Йетер сложила руки на колени, большими пальцами поглаживая свои ладони, взгляд её остановился на земле, возле ног, обутых в дорогие бархатные босоножки на широком каблуке, что для сегодняшнего, прохладного и пасмурного дня, было странно.
Некоторое время мы молчали, Йетер нарушила это молчание задумчивым рассказом, совершенно не вязавшимся с целью нашего примирения, скорее это относилось к нашей ссоре.
— Я знаю Биркана с десяти лет, тогда его отец примирился с господином Тунгючем, и впервые за долгие годы привез сюда сына на лето. Тогда они жили в другом доме, старомодном, принадлежащем их семье ещё со времен жизни последнего султана. Рядом жили и мы, тогда все жили в таких домах, это лет пять назад мы построили современные особняки с бассейнами и большими окнами, элитными парковками и закрытым въездом на отдельные улицы.
Я молча слушала её, удивляясь, как из высокомерной особы она превратилась в задумывающуюся девушку, вспоминающую свои потерянные годы.

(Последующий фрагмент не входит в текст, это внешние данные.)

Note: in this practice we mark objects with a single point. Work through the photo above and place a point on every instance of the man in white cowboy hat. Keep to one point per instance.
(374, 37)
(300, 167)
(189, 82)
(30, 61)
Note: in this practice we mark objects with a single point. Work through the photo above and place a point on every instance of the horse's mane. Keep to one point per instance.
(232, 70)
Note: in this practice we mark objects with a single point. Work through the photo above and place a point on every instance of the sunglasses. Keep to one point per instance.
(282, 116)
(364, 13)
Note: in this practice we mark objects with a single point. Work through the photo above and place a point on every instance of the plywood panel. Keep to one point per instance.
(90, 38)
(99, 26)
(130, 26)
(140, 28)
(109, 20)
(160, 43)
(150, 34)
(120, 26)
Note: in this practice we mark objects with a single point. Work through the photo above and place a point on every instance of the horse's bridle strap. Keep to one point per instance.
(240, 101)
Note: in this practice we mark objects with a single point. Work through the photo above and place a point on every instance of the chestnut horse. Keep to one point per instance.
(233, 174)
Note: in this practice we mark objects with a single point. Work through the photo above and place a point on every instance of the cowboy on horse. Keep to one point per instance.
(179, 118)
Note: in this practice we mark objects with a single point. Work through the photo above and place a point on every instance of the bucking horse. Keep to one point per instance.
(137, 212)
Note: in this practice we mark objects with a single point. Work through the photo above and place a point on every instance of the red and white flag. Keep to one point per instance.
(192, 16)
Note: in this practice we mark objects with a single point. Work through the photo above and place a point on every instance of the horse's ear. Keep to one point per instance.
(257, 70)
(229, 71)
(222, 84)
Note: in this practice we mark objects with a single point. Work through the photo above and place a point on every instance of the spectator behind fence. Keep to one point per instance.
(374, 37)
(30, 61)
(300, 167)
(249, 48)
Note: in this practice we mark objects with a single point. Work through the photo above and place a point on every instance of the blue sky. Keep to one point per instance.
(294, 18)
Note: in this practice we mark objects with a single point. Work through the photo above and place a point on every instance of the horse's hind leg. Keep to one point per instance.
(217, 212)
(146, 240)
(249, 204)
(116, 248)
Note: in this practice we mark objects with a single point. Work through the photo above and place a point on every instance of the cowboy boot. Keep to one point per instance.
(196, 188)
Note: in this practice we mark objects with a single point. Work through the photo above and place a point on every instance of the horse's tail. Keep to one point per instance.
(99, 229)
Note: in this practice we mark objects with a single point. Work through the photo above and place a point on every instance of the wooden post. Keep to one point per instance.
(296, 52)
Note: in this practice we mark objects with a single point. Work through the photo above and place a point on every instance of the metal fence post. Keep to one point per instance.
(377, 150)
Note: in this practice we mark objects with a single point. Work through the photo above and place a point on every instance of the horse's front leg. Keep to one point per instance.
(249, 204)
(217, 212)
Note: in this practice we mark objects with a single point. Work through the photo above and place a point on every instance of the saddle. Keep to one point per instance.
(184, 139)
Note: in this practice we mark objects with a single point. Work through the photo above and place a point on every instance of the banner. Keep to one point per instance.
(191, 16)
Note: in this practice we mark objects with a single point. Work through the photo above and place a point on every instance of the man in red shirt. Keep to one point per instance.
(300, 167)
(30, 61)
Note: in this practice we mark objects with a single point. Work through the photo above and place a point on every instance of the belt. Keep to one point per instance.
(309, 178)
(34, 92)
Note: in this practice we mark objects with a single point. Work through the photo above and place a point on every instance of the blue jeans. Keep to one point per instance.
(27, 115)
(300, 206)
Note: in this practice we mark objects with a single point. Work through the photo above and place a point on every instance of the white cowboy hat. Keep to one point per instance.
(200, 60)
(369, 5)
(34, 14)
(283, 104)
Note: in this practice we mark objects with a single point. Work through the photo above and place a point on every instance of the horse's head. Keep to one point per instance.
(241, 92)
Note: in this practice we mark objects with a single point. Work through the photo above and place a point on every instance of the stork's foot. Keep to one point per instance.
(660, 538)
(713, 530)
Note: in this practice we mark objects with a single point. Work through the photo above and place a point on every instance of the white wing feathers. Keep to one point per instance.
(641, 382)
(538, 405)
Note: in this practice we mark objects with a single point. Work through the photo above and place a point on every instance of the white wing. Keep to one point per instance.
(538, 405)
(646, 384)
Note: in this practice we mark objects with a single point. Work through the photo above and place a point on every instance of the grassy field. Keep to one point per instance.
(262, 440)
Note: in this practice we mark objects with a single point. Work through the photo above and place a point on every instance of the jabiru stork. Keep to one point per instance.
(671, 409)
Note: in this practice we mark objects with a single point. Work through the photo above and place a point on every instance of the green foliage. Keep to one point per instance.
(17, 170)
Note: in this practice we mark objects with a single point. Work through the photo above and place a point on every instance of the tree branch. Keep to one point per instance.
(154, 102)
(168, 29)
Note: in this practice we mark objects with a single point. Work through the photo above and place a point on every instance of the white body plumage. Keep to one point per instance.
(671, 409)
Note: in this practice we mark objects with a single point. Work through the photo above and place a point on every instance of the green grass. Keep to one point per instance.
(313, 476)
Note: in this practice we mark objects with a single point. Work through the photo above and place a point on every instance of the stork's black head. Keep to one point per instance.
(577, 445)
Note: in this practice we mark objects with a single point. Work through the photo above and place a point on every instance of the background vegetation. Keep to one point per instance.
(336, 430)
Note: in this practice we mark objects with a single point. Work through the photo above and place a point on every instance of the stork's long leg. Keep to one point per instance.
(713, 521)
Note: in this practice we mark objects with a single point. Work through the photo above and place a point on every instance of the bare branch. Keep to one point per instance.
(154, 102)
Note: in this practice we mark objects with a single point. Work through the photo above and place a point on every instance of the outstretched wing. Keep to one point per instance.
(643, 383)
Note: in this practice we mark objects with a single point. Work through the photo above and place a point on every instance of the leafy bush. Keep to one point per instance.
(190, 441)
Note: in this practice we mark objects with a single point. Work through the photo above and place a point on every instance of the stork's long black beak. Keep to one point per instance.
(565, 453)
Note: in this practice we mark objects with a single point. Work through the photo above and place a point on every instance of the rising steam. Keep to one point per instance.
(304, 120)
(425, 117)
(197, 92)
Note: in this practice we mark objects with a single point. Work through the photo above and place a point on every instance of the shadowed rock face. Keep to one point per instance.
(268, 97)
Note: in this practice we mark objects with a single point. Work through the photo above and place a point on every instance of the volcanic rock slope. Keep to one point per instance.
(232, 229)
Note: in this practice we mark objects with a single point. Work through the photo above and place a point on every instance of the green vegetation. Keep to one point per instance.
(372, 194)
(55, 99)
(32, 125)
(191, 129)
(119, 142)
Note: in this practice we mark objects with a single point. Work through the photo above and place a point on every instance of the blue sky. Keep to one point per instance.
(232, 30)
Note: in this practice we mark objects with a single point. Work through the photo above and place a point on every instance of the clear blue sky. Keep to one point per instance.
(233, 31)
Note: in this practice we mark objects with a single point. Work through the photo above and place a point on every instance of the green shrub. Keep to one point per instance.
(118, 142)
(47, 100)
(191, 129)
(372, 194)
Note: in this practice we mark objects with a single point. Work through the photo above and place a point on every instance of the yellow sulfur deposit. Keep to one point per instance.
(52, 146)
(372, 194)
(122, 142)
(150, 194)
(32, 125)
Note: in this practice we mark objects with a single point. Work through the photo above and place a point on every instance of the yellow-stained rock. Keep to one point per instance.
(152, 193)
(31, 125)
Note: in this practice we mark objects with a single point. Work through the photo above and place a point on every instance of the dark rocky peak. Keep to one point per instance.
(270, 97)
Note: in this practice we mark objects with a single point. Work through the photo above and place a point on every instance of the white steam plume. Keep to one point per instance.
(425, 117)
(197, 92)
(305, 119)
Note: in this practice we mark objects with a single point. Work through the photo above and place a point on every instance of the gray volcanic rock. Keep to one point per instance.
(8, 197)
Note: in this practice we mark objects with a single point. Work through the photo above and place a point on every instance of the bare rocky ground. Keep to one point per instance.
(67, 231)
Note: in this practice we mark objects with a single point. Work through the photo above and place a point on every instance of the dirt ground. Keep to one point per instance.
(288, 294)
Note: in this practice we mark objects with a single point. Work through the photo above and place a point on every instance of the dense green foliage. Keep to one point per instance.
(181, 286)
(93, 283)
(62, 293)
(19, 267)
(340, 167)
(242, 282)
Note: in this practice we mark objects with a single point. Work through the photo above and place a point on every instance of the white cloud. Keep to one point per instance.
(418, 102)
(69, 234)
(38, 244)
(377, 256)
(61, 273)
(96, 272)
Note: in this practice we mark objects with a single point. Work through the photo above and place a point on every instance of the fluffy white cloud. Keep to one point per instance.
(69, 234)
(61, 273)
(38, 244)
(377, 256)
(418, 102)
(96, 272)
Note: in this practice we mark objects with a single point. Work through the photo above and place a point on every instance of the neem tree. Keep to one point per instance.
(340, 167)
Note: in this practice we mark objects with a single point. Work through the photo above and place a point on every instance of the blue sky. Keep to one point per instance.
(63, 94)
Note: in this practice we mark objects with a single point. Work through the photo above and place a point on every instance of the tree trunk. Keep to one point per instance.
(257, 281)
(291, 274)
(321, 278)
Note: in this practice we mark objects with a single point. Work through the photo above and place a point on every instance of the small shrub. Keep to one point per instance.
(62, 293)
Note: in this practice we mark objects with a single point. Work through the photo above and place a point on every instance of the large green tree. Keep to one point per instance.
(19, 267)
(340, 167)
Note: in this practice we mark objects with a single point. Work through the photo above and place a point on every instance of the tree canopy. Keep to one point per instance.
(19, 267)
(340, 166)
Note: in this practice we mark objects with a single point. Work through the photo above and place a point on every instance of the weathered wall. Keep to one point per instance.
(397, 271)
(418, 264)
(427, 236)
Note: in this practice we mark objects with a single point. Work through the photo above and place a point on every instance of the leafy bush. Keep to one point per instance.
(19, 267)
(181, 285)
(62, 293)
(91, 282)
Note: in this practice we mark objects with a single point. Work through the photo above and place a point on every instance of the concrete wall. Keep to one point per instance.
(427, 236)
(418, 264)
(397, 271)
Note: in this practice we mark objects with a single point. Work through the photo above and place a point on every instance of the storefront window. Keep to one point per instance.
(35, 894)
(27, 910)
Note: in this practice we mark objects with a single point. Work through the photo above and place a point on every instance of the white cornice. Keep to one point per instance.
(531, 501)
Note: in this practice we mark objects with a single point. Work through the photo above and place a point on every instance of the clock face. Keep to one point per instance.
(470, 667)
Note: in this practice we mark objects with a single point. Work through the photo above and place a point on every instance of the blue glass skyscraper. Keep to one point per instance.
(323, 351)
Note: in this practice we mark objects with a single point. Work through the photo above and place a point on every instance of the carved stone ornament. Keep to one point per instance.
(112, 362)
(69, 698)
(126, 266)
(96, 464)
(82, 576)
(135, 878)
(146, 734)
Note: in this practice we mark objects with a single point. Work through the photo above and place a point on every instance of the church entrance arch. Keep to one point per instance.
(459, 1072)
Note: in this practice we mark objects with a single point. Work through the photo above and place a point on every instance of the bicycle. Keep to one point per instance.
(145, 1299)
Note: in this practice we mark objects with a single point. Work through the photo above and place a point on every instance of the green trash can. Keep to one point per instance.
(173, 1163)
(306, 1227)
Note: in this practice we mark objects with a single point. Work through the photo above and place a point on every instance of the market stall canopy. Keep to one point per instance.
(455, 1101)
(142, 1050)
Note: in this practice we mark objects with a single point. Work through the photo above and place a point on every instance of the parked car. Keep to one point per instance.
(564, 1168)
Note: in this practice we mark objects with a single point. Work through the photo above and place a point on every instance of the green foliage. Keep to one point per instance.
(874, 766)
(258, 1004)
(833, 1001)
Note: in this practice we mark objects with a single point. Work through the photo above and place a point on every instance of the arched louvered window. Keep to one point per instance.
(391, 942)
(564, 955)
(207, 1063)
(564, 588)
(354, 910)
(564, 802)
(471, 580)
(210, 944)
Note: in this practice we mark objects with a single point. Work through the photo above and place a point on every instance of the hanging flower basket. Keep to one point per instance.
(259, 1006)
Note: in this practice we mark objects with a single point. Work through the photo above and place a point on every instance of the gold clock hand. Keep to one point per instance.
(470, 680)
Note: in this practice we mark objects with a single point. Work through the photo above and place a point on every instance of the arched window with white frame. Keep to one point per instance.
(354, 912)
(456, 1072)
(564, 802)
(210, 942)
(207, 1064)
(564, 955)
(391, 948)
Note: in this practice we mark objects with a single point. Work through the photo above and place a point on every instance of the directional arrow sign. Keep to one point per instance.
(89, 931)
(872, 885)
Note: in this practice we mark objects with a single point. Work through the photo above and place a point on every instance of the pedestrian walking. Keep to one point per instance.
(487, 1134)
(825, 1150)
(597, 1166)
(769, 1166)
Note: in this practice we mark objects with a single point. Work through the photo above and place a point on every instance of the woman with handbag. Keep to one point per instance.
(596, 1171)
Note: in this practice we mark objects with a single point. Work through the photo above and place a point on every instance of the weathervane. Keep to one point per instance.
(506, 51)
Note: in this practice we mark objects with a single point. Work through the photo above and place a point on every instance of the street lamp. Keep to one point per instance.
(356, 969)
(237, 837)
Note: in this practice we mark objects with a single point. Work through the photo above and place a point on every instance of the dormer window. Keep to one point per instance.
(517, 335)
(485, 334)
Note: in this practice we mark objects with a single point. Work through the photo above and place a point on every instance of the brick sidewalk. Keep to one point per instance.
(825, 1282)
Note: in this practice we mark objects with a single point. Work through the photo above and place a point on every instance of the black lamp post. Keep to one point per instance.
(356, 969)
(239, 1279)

— Мне было девять лет, в округе тогда не было девочек моего возраста, только мальчики, и те не спешили брать меня в свои игры. Единственным приятелем тогда был Анри, его бабушка иногда приводила его с собой, когда приходила на осмотры, но мы никогда не ладили, он с детства былзанудой. Никогда не хотел играть со мной, заходил в библиотеку отца, листал книги на иностранных языках, и делал вид, что разбирается. Особенно он любил делать вид, что не разговаривает на турецком языке, а только на французском. Стоило мне предложить что-нибудь, так он начинал картавить и произносить неведомые мне слова, тогда мне казалось, он просто выдумывал их. Мне не хотелось дружить с ним, но родители заставляли, говоря, что мальчику одиноко, и мне надо составлять ему компанию.
— Почему так было? — Решилась я задать вопрос, все же, о друге Биркана я почти ничего не знала.
— Его дедушка и бабушка всегда жили в городе, у них большая двухэтажная квартира, набитая антиквариатом и умными книгами, такими знаешь, все одинакового цвета, от корешка к корешку, расположенным в правильном порядке. Иногда на осмотр мы приезжали к ним домой, и я оставалась с Анри, пока мама пила чай с госпожой Дюзийде, но у него почти не было игрушек, и комната у него как в музее. Там ваза шестнадцатого века, поэтому лучше не бегать, там портьеры, сшитые из китайского шелка, ранее украшавшие спальню кого-то там, поэтому за ними нельзя прятаться, и всё подобного рода. Они всегда жили далеко, поэтому он не водился с местными мальчишками, а Дюзийде не решалась приводить такого ребенка в чужие дома, мало кто относился к подобному хорошо. Моя мама и тетя выросли на руках Дюзийде, учились вместе с её сыном, а тетя даже была влюблена в господина Чавуша, поэтому они всегда радушно принимали их семье, даже такого ребенка, как Анри.
— Что значит такого ребенка? — Не поняла я, чувствуя, что-то странное, внутри меня будто что-то дрожало, сердце колотилось, будто произошло что-то плохое. Мне стало жарко, хотя солнце скрылось за тучами, и поднялся ветер, я сняла с себя кофту, оставаясь в бирюзовой майке на бретелях, взятую из дома.
— Он родился не в браке, господин Чавуш так и не признал его. Мать Анри довольно известная балерина в Париже, беременность сделала трещину на её карьере, а материнство эту трещину увеличило. Года через три она связалась с господином Алькасом и госпожой Дюзийде, те впервые услышали о внуке, но приняли его. С тех пор ни мать, ни отец Анри, так и не общаются с ним. Господин Чавуш обиделся на родителей, что те взяли к себе ребенка, и очень редко связывается с ними, полностью игнорируя вопросы о сыне. Кадер, я собиралась рассказать о Биркане, а не об Анри. Так что слушай.
Слушать — это для меня сложно. С каждой минутой, мне всё хуже слышались слова, а их смысл почти не доходил до меня, приходилось задумываться, чтобы хоть немного вникнуть, помимо этого, отвлекала ещё тошнота. Так как на своем опыте я не знала, что такое опьянение, мне показалось, что это оно, поэтому не придала значения странным изменениям.